Taking inspiration from diverse cultures is one thing, but taking cultural cues out of context and chucking them down the runway with no acknowledgement of its original source is quite another. Take Victoria’s Secret, who put its bikini-clad models in Native American headdresses for a catwalk show it then called “Nomadic Adventures”. This is no accident, crossing the boundaries of culture and taste in one fail swoop takes real effort.
But what if a culture chose to fight back?
The Big Idea
When Dior released its pre-Fall collection last year, no one was more surprised to see a 30,000 Euro coat in there than the residents of Romania’s Bihor district. The coat was a virtual carbon copy of their traditional dress, but the collection gave no credit to the community or the original motif.
Rather than let themselves become one more culture crassly imitated for the fashion elite, the people of Bihor fought back. Romanian fashion magazine, Beau Monde, stepped-in, lending its marketing firepower to create Bihor Couture – an authentic fashion line built by original Bihor local craftsmen and women, with 100% of the money going direct to the community that made them.
What They Did
This plucky David took on the Goliath named Dior by selling the authentic Bihor coat for just $500 as well as several other traditional items of clothing that came from the region. The campaign itself used every medium it could to legitimise the launch of its online shop, steering it away from becoming ghettoised as an activist move, and instead helping Bihor heritage get recognised in the way it deserved.

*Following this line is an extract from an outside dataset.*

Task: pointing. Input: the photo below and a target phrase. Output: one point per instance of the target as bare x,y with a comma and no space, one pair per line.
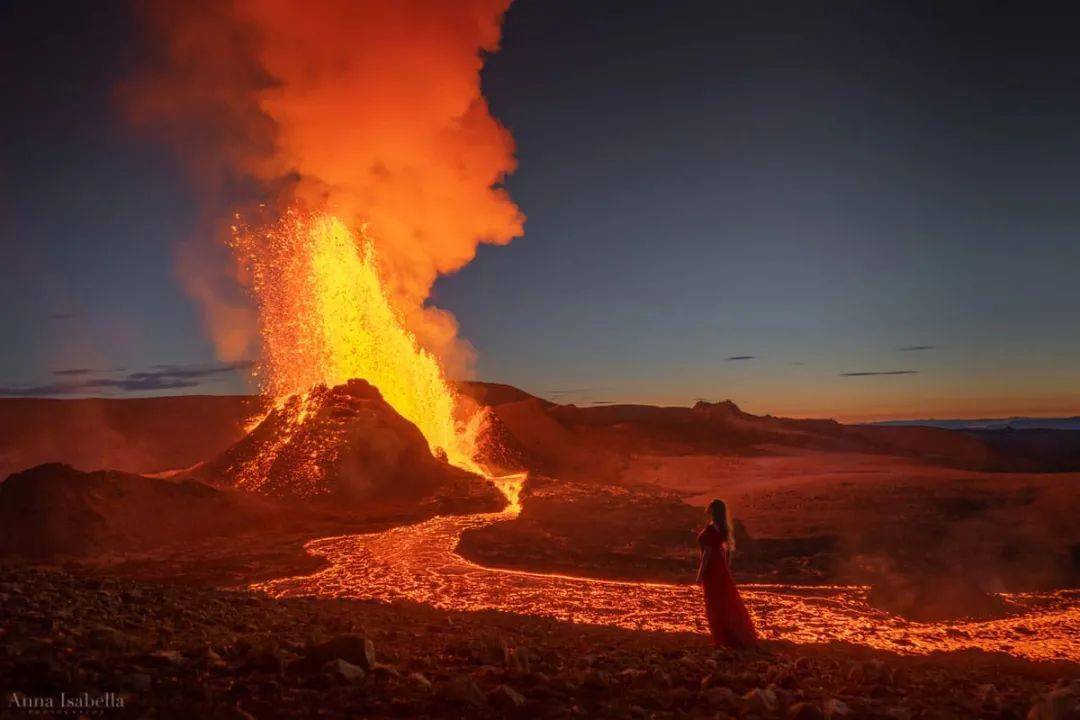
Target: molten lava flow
325,318
419,562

It used ad space in the magazine and also created films including locals pointing out what was wrong with Dior’s interpretation of the designs and reactions to the price of certain items. It also sent Bihor designers in traditional dress to Paris Fashion Week where they were style blogged to within an inch of their lives. At this point the touch paper was lit, and, with careful influencer targeting, a wave of global mainstream media coverage followed. The initiative has raised thousands for Bihor and firmly put the issue in the public eye.

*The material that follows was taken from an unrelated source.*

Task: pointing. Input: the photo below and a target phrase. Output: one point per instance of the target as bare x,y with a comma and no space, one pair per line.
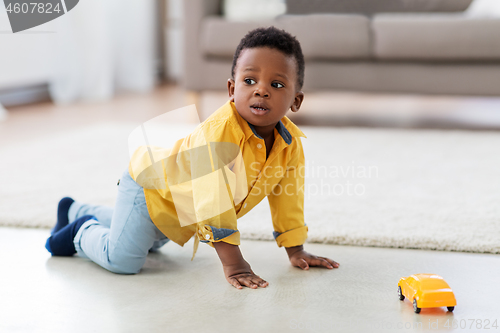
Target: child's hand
237,271
242,275
300,258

I love this campaign. I love it because this is a story where the little guy comes out on top, but also because the campaign was executed with sophistication.
This could have so easily taken an angry turn and become yet another marginalised whimper in an ever-raging debate, but this was treated as a genuine business initiative that had a story to tell at its heart. Instead of simply throwing some ad spend at it, Beau Monde chose to take a much more playful approach, shining a light on the personalities and humour of the Bihor residents. Taking this tone meant that the execution was full of the sensitivity and care that Dior lacked.
I wonder if the campaign went far enough. The attention it got at launch for launch was triumphant, but to turn a single story into a meaningful threat to fashion brands, Bihor could have invited similarly plundered communities to retail on its site. This could have turned it into a movement rather than just a PR move. Ambitious, and perhaps not necessarily what it was shooting for, but turning the attention it received into a wider fashion movement could have elevated this from ‘success story’ to ‘moment in history’. I love the idea of a place that we could go to buy the authentic versions of catwalk pieces rather than the culturally appropriated couture versions.
J’adore Bihor. I give it a strong four out of five. I like the sophistication and light tone of the activation to make serious point. My hope is that this makes at least one more designer think differently about how it transports inspiration to the catwalk.